The Olympics is a prestigious event, but they haven’t given a thought for the local people.
Apart from the new shopping centre, I don’t see that it’s had any benefit in the local area. My son, 19, applied for a job there and didn’t get it. Most of the people working there aren’t locals.
We’re treated with disdain in the East End. Our borough was deemed not good enough to have the Olympics marathon but good enough to have all our roads closed off for the VIPs to come through.
We knew there would be disruption, but it’s going to be murder.
Even though the Games are on our doorstep we feel like we’ve been sidelined – we didn’t get any tickets, so we’ll just stay at home and watch it on TV.
Wapping’s Highway is one of the main routes in and out of London from east to west.
The Olympic Route Network and the Games Lanes are going to turn it into one-lane traffic. We’re going to have gridlock and the people of Wapping are going to be shut off completely.
Being disabled the underground is inaccessible for me. With hospital appointments or just getting around I’m reliant on an adapted vehicle to get about.

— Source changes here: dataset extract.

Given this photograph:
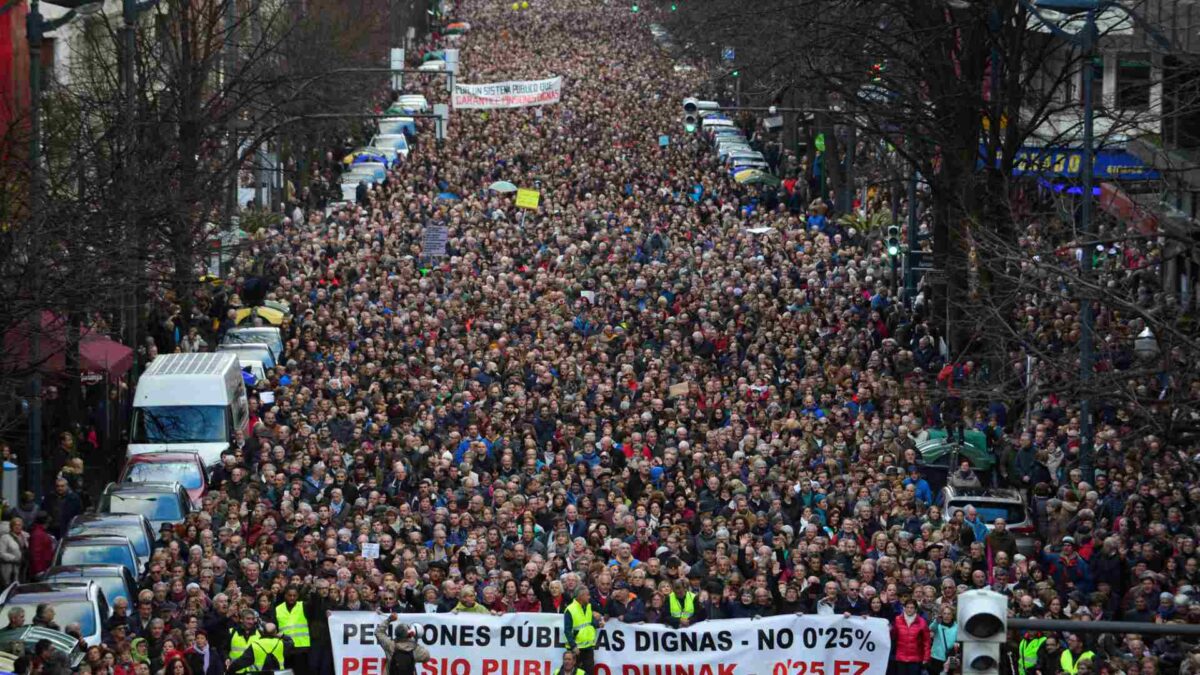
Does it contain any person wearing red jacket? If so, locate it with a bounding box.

If we can’t get anywhere because of the traffic situation we’re going to be marooned.
It’s pointless getting in your motor because you’re not going to get anywhere. Basically it won’t be worth going out.
Everybody’s going to be isolated, and some of us feel trapped enough as it is having to live in the borough.
They’re taking out pedestrian crossings opposite the park, or opposite McDonalds, which are hotspots for kids. They’re not going to walk half a mile to use another crossing, they’re going to take the risk and cross anyway.
There’s been consultation from TfL (Transport for London) but the only way we’re aware of it is through social networking sites like Facebook. It’s possible they’ve consulted the local council, but they certainly haven’t consulted us.
They should have a working party made up of local people that knew how the area was run and that could give valuable input. Planners and surveyors have made all the rules but they don’t know, they don’t live here.
What they don’t understand about the East End is that we’re a very diverse community but we’re a very strong community, there’s a lot of deep-rooted values and we won’t be walked over.